While pressure continues on the Otago District Health Board's short-staffed existing mental health system, planned new services are still dogged by funding uncertainty.

Last month, the board spent about $200,000 for 162 bed days at the private Ashburn Clinic because Dunedin Hospital's acute psychiatric ward 1A could not accommodate all those who required admission.

Nursing shortages in mental health mean staff are working plenty of overtime and the board is using clinical nurse specialists skilled in mental health and risk assessment to support staff in its wards at Dunedin and Wakari Hospitals.

The new services, if they had been introduced, might have taken some pressure off the existing system, but their funding is still not settled and board chairman Richard Thomson is no longer hopeful of a solution this financial year.

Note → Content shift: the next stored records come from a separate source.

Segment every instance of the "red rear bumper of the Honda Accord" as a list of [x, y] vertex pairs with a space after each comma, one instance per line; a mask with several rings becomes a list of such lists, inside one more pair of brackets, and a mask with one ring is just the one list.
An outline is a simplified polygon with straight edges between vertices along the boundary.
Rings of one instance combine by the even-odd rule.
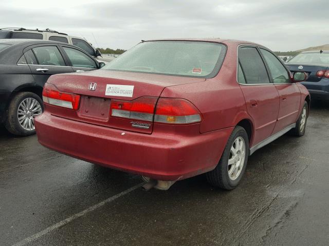
[[[68, 120], [45, 112], [35, 119], [39, 142], [88, 162], [158, 180], [208, 172], [233, 128], [191, 135], [141, 134]], [[122, 135], [124, 133], [124, 135]]]

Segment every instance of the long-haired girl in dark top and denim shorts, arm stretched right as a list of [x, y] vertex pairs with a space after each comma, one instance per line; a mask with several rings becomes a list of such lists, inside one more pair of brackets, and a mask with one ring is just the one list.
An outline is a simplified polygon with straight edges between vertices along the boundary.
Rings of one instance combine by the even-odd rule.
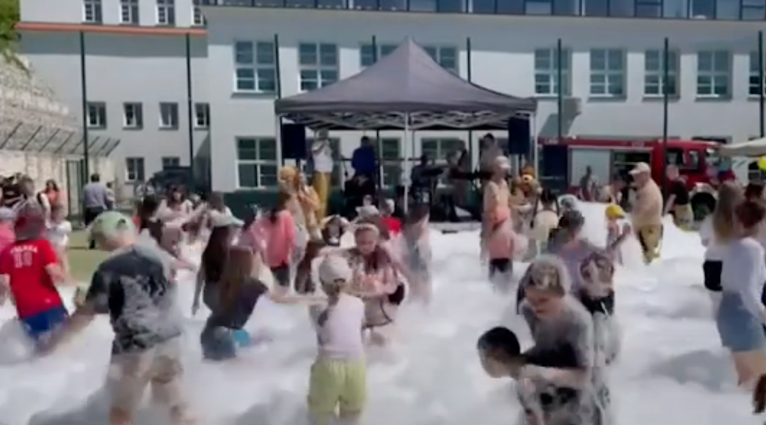
[[216, 285], [218, 304], [211, 310], [200, 335], [202, 355], [208, 360], [228, 360], [237, 356], [234, 334], [243, 332], [241, 329], [250, 320], [261, 297], [284, 304], [313, 300], [271, 292], [263, 282], [253, 277], [254, 256], [248, 248], [229, 247], [227, 258], [224, 273]]

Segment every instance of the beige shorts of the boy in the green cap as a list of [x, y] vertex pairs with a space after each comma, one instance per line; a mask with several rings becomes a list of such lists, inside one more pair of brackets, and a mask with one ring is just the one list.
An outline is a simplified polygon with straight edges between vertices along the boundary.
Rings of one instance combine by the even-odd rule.
[[181, 337], [141, 352], [113, 354], [110, 391], [113, 409], [133, 413], [151, 385], [155, 401], [172, 408], [186, 407], [183, 395]]

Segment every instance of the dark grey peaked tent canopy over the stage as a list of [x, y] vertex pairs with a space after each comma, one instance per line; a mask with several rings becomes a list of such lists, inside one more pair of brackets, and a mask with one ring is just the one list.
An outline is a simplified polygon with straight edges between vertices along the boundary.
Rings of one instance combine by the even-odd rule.
[[277, 115], [339, 130], [508, 128], [535, 112], [534, 98], [477, 86], [445, 70], [411, 38], [362, 72], [275, 102]]

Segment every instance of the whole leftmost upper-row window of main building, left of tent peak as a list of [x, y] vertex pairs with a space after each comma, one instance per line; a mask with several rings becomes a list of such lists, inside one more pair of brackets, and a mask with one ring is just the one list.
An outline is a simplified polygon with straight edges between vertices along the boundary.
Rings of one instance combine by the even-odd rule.
[[277, 53], [271, 42], [234, 42], [234, 90], [273, 93], [277, 91]]

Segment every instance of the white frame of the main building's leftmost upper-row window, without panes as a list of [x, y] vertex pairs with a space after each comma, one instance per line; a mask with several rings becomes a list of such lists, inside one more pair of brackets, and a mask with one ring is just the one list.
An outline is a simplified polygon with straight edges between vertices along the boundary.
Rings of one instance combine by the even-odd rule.
[[[240, 46], [249, 46], [249, 53], [247, 51], [239, 50]], [[234, 61], [234, 92], [238, 93], [258, 93], [258, 94], [275, 94], [277, 92], [277, 84], [280, 83], [279, 76], [277, 76], [277, 45], [273, 41], [253, 41], [253, 40], [235, 40], [232, 47], [233, 61]], [[272, 63], [262, 63], [259, 60], [258, 51], [260, 47], [268, 49], [271, 52]], [[249, 61], [241, 62], [240, 58], [244, 56], [250, 56]], [[252, 77], [247, 78], [240, 75], [241, 70], [248, 70], [252, 73]], [[269, 73], [270, 75], [266, 75]], [[273, 89], [263, 89], [261, 81], [267, 80], [265, 76], [269, 76], [273, 83]], [[241, 88], [241, 82], [252, 80], [253, 89]]]

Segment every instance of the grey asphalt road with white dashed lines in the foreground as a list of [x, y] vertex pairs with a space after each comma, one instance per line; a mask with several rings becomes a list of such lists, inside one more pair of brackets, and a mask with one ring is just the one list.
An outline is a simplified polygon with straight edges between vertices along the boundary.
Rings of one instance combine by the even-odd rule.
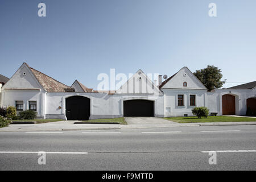
[[[216, 164], [208, 151], [217, 151]], [[0, 132], [0, 170], [255, 169], [255, 125]]]

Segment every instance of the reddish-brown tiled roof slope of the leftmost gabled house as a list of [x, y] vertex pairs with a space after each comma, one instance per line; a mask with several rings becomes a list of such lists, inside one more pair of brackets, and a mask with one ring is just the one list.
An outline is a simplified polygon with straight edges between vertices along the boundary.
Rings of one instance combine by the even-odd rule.
[[70, 86], [67, 86], [52, 77], [49, 77], [45, 75], [42, 72], [37, 71], [34, 68], [31, 68], [28, 66], [28, 68], [31, 69], [32, 73], [36, 77], [36, 79], [39, 81], [40, 85], [43, 86], [44, 90], [47, 92], [65, 92], [65, 89], [71, 89]]

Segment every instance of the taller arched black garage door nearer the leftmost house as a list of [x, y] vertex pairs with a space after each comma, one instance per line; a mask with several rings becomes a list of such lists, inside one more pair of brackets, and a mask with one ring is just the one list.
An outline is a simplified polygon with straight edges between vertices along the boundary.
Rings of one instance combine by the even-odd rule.
[[90, 99], [82, 96], [66, 98], [66, 117], [68, 120], [88, 120]]

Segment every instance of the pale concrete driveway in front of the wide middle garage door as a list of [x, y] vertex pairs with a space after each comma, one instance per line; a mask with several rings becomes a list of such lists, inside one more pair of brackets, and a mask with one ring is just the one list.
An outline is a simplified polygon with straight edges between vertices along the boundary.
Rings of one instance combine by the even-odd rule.
[[156, 117], [125, 117], [128, 125], [176, 124], [167, 119]]

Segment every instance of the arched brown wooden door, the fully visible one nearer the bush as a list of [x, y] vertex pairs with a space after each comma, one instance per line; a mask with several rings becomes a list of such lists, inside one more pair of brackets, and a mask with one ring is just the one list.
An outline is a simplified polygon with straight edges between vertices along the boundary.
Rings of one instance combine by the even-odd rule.
[[235, 96], [226, 94], [222, 96], [222, 115], [235, 115], [236, 102]]

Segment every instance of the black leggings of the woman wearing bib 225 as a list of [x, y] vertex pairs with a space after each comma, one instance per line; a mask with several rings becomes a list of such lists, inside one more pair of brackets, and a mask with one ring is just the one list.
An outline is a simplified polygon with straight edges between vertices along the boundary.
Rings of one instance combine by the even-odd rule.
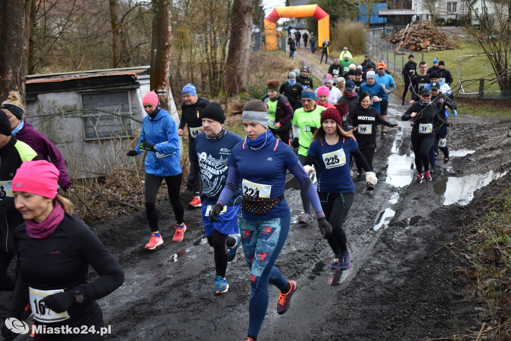
[[[350, 211], [355, 193], [321, 193], [318, 192], [321, 208], [327, 221], [332, 225], [332, 235], [328, 237], [328, 243], [334, 251], [336, 257], [341, 255], [341, 252], [348, 251], [346, 242], [346, 233], [342, 228], [344, 219]], [[342, 199], [344, 198], [344, 203]]]

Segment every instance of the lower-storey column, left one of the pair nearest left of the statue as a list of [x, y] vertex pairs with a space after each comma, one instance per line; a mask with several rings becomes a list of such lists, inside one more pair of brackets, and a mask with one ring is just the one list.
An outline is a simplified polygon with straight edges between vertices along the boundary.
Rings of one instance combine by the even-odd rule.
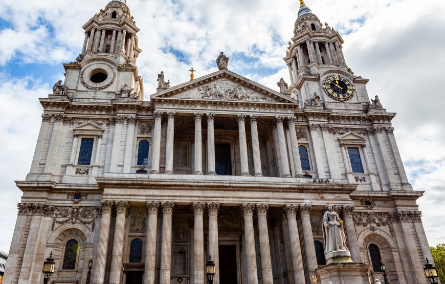
[[289, 228], [289, 241], [291, 243], [292, 266], [294, 268], [295, 284], [305, 284], [303, 259], [300, 249], [300, 237], [298, 235], [297, 214], [295, 205], [286, 205], [284, 212], [287, 215], [287, 226]]

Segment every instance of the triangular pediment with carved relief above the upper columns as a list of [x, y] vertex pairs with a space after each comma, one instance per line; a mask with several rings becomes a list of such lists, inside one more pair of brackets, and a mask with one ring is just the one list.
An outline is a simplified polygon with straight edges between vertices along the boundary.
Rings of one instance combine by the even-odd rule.
[[151, 99], [219, 100], [259, 103], [297, 101], [228, 70], [220, 70], [151, 95]]

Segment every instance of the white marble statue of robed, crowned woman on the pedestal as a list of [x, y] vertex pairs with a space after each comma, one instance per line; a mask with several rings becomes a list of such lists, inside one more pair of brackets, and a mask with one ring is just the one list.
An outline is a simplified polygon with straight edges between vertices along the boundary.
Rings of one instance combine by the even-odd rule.
[[343, 231], [343, 221], [340, 220], [333, 205], [328, 204], [327, 211], [323, 215], [323, 238], [325, 243], [324, 253], [332, 251], [349, 251], [346, 247], [346, 236]]

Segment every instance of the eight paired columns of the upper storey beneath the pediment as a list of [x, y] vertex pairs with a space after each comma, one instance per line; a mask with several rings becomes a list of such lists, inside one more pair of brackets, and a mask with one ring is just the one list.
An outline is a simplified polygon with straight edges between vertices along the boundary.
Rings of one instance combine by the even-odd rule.
[[[161, 157], [161, 129], [162, 129], [162, 117], [164, 112], [154, 112], [154, 132], [152, 139], [152, 166], [151, 173], [160, 173], [160, 157]], [[194, 113], [194, 174], [204, 174], [203, 171], [203, 149], [202, 149], [202, 120], [204, 116], [207, 118], [207, 174], [215, 175], [215, 135], [214, 135], [214, 113]], [[174, 120], [176, 113], [167, 113], [167, 140], [166, 140], [166, 161], [165, 161], [165, 173], [173, 173], [173, 141], [174, 141]], [[248, 147], [247, 147], [247, 135], [246, 135], [246, 121], [250, 121], [251, 127], [251, 139], [252, 139], [252, 153], [253, 153], [253, 166], [254, 175], [256, 177], [262, 177], [261, 169], [261, 155], [260, 145], [258, 137], [257, 115], [245, 115], [238, 114], [238, 132], [239, 132], [239, 155], [241, 161], [241, 176], [250, 176], [249, 173], [249, 161], [248, 161]], [[287, 122], [286, 133], [291, 141], [289, 147], [286, 146], [286, 134], [284, 130], [284, 122]], [[279, 149], [280, 160], [280, 177], [292, 177], [288, 157], [292, 158], [292, 169], [294, 177], [301, 177], [301, 162], [300, 154], [298, 151], [298, 139], [295, 130], [295, 117], [283, 117], [276, 116], [274, 120], [273, 133], [276, 133], [275, 146]]]

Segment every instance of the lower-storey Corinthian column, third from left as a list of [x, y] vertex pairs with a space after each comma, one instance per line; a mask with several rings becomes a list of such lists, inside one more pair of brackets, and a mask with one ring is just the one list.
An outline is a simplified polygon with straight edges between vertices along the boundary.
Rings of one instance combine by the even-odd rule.
[[154, 284], [156, 262], [156, 235], [158, 229], [159, 202], [147, 201], [148, 226], [145, 245], [145, 284]]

The nine new services announced a year ago were to use $5.5 million of mental health money, which cannot be transferred to other health areas, and should have been introduced from July.

They included a post-natal depression service, community and home support for children under 13 and a service to help clients retain their rented accommodation. Only one of the services, a residential youth recovery service, is in place.

The problem faced by the board was that while it could fund setting up the services, it might not be able to support their operation from its population-based funding without cuts to services other than mental health.

Mr Thomson said the board was still in discussions with the Ministry of Health over the matter. He understood the ministry, which had shown a genuine concern for Otago's predicament, was reviewing the whole issue of mental health funding, which he believed was also affecting other boards.

It was frustrating and disappointing, but any future funding system had to ‘‘get it right''.
He had no idea what the outcome of the review might be, but believed having separate formulas for mental health and other services could work.

Money would have to be spent in the area allocated and could not be shuffled between mental health and other services.

In the meantime, it would be irresponsible to prioritise the new services and set up some of them with the money in hand when their ongoing funding was not assured, Mr Thomson said.